Real-World Evidence is defined as Vaccine Safety and Effectiveness data generated outside of a traditional clinical trial setting, derived from analysis of Real-World Data. Real-World Evidence can only be generated when an authorized vaccine is deployed as part of a public health response (it is not possible to generate Real-World Evidence for an investigational vaccine).
After a vaccine has received initial authorization, a combination of Real-World studies and additional clinical trials expand the evidence base for a vaccine. This expanded evidence base can be leveraged to confirm vaccine safety and effectiveness, support additional authorizations in additional geographies, and enable use of a vaccine in special populations (including children, pregnant women and immunocompromised individuals).

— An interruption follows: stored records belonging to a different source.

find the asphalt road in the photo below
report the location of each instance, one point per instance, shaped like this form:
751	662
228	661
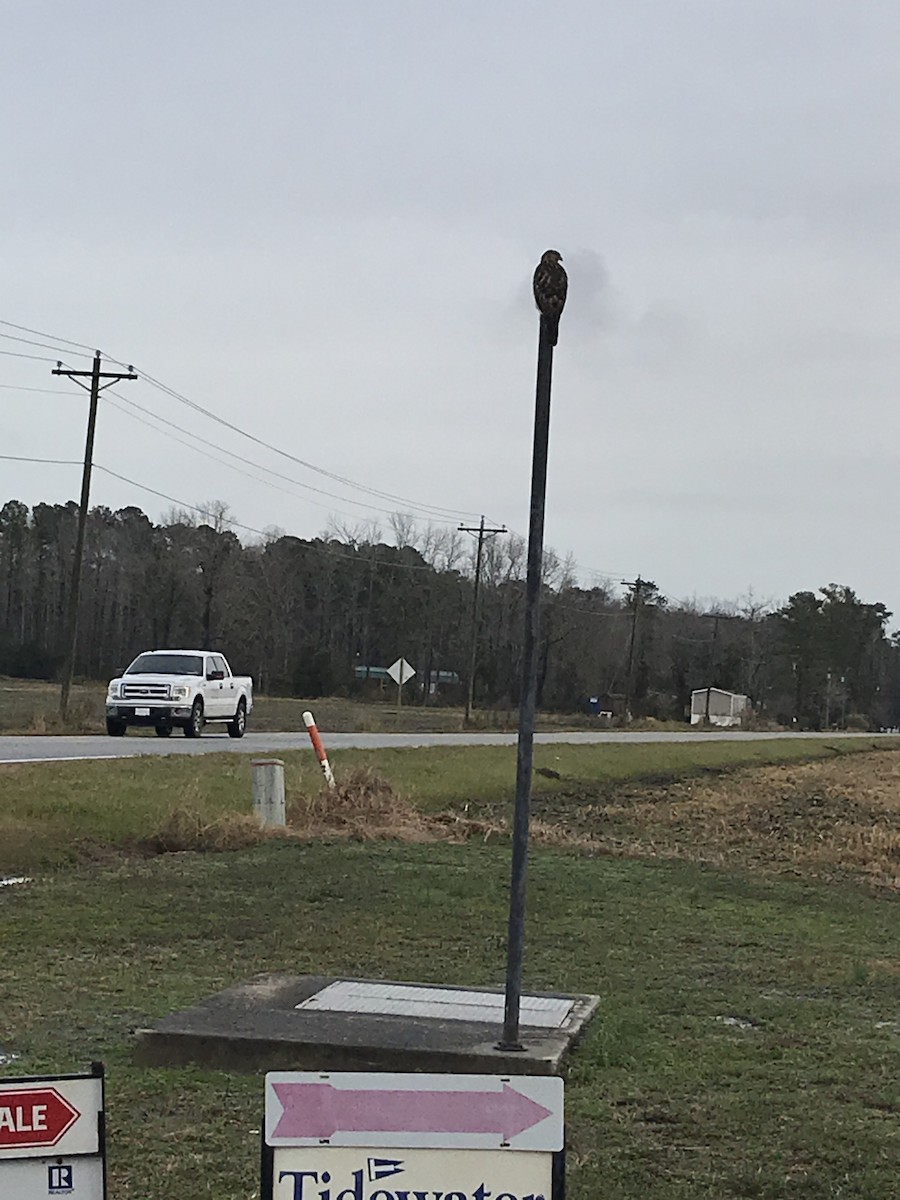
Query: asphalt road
69	749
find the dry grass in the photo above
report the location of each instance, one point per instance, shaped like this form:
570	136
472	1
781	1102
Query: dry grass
819	819
363	805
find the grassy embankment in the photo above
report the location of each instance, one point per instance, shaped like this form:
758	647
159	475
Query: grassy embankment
748	1021
33	707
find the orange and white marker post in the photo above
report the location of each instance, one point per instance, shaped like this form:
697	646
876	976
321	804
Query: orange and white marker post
310	723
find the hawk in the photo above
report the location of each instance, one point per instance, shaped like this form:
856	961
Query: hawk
550	287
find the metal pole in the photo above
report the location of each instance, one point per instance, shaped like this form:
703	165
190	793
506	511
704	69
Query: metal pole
471	693
529	696
473	645
76	586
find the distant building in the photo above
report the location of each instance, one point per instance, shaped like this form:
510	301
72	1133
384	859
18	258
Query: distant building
723	707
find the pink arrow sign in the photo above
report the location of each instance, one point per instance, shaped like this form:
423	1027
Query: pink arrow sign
321	1110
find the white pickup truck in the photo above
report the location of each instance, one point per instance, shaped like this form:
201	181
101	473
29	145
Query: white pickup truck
185	688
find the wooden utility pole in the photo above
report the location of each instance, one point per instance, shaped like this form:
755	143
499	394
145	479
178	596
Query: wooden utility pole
528	701
95	375
637	585
473	636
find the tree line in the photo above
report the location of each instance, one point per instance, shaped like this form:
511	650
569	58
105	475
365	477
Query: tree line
309	617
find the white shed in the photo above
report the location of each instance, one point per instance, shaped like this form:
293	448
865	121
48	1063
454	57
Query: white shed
724	707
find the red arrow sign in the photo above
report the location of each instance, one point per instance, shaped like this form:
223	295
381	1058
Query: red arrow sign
34	1116
321	1110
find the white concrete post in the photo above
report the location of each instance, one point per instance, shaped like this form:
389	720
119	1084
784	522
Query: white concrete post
269	791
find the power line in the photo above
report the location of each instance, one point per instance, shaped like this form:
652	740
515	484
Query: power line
47	346
58	462
95	375
301	462
46	391
436	509
35	358
250	462
238	525
66	341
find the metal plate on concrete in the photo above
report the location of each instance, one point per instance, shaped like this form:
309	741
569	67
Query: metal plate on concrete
265	1025
443	1003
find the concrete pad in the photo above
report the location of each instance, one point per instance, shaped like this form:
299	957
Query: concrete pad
257	1026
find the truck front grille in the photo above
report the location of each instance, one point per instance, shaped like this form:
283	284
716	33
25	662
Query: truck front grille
145	691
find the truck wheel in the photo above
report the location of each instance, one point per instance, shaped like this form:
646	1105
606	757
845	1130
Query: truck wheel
237	727
195	726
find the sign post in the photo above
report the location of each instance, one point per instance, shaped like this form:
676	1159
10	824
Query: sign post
400	673
347	1135
52	1137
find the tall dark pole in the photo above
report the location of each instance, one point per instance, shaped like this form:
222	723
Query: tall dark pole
75	589
529	695
473	635
629	688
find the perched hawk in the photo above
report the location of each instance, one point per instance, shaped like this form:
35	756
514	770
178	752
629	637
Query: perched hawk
550	287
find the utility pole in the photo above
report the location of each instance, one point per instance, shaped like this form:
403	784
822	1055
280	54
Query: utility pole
528	701
95	375
637	585
473	637
712	671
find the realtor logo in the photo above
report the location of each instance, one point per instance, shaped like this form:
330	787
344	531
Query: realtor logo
60	1180
383	1168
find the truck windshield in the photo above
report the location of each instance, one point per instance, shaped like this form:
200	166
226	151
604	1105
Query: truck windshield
166	664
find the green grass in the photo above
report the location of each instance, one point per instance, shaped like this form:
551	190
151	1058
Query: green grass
666	1098
57	814
33	707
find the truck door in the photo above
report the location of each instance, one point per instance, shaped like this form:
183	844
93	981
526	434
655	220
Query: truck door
229	693
213	689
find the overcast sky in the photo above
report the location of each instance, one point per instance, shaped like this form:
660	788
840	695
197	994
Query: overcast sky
321	222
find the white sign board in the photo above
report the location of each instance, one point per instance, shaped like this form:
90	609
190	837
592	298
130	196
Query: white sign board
401	672
313	1174
347	1135
52	1137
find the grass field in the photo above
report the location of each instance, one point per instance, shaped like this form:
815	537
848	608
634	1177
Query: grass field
33	707
732	905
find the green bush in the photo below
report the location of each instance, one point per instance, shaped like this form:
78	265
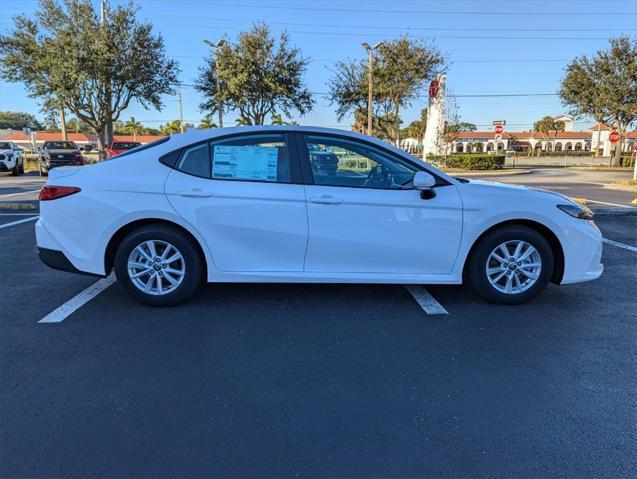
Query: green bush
468	161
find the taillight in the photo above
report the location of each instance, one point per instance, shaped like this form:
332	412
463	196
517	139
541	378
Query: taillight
54	192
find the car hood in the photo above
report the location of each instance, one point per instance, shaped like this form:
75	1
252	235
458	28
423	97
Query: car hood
520	189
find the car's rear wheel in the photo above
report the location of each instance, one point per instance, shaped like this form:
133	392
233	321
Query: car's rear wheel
158	265
511	265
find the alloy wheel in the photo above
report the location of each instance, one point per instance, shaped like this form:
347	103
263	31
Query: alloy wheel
513	267
156	267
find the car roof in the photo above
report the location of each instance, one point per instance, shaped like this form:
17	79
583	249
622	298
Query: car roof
180	140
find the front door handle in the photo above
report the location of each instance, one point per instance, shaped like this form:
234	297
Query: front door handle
326	200
195	193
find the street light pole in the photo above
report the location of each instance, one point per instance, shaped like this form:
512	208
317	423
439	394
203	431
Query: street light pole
216	47
370	50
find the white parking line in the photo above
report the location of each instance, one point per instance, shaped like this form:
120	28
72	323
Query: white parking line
60	314
620	245
13	223
608	204
425	300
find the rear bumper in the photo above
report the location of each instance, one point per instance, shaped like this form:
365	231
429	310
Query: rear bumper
57	260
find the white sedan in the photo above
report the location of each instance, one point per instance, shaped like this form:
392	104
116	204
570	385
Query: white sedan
253	204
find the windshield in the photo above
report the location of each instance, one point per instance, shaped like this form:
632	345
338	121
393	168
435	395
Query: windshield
60	145
125	145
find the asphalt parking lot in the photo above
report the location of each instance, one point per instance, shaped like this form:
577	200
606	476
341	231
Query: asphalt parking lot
317	380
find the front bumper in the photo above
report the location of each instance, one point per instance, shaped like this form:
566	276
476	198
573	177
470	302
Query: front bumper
582	252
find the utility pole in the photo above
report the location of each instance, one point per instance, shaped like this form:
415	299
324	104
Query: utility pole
181	112
370	50
216	47
108	100
63	124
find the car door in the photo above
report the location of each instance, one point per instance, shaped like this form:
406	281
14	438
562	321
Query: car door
365	217
241	196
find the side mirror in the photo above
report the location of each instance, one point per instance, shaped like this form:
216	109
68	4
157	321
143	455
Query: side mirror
425	182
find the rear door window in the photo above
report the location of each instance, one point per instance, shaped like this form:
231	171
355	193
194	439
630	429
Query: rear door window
263	158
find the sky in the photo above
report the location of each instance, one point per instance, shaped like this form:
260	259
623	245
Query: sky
494	47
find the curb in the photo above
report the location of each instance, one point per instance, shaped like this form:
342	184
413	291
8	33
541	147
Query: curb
505	172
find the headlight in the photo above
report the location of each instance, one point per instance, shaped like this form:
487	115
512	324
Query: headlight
577	211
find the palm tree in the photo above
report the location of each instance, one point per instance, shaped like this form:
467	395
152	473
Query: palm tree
171	127
206	123
132	127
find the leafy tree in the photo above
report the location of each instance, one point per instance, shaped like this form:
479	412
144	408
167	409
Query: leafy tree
465	126
174	127
548	126
207	122
258	77
399	72
78	126
604	87
15	120
133	127
69	58
277	119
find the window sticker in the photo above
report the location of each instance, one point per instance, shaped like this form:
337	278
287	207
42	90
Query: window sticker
245	162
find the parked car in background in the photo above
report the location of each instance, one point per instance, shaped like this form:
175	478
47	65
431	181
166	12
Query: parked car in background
11	158
119	147
248	204
58	153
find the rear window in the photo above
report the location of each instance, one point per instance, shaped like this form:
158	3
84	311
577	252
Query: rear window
143	147
60	145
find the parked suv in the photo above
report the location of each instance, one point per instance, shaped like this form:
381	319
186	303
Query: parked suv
11	158
59	153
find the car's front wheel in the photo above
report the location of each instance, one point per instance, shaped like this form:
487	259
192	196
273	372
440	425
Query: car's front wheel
511	265
158	265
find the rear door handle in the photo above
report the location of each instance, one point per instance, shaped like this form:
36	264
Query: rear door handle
195	193
326	200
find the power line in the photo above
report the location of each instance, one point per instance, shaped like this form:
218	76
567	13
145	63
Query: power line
412	12
408	28
368	34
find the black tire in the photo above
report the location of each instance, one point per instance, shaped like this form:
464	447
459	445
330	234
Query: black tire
194	264
477	273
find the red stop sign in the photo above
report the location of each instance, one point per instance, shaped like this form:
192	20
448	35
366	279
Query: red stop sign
614	137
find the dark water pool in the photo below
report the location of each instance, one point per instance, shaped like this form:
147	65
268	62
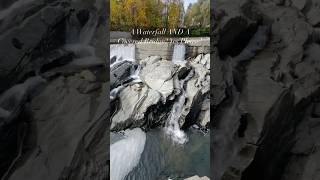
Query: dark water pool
162	159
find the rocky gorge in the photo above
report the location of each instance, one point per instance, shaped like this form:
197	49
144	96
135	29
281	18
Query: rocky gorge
154	93
53	76
265	90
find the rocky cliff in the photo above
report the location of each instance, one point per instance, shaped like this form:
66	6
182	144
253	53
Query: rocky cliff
265	90
53	108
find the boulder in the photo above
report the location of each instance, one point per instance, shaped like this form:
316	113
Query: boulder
134	102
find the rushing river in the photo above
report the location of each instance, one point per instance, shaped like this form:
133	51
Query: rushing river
163	159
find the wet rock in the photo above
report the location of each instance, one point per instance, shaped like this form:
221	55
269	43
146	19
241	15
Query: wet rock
83	16
88	75
158	75
65	118
120	72
264	105
135	101
23	45
197	178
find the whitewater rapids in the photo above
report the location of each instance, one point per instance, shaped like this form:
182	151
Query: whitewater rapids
126	153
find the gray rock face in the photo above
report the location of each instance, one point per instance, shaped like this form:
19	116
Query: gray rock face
148	103
264	105
58	130
120	73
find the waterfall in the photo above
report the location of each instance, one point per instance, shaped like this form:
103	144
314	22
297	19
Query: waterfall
172	127
125	154
179	52
122	52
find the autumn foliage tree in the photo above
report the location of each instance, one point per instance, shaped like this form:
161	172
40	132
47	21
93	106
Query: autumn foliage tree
128	14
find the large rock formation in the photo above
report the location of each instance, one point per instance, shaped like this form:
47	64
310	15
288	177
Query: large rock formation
148	102
53	108
265	89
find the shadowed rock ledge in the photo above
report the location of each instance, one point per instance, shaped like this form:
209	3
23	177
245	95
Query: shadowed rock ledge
265	90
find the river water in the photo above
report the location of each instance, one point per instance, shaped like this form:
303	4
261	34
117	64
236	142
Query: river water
163	159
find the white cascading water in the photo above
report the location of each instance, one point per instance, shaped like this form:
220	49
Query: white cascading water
178	56
172	127
126	153
122	52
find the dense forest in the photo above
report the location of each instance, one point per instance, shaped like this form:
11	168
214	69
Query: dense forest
128	14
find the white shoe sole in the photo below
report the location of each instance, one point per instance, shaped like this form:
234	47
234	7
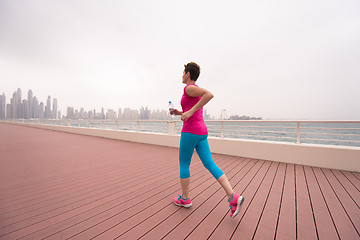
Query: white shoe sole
239	203
181	205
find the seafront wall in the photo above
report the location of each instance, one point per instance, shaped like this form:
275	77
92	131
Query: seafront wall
334	157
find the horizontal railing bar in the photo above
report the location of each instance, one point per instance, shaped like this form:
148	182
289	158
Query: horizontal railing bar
261	136
333	140
333	134
353	129
262	131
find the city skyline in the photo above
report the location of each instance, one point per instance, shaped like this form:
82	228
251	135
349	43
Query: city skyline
292	60
19	108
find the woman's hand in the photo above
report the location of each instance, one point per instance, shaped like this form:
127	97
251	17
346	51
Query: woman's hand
175	112
186	115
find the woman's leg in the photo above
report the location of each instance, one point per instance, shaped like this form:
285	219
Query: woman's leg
203	150
185	186
224	182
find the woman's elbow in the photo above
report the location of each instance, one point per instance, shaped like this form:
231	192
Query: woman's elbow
211	95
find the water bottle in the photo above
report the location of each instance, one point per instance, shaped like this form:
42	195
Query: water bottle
171	108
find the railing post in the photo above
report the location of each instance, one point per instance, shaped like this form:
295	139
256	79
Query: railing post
222	129
298	133
138	126
171	128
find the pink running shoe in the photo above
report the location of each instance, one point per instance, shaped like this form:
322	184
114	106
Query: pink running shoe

To achieve the 100 Days Mission, the evidence generation pathway needs to be streamlined. It will not be possible to generate every data point that a regulator would ideally want to see within an accelerated timeframe. Preparedness activities are essential to pre-position critical information before an outbreak is declared, and regulators will need assurances of plans to supplement available evidence after an initial authorization is granted. Post-authorization studies and Real-World Evidence are therefore critical to the success of the 100 Days Mission.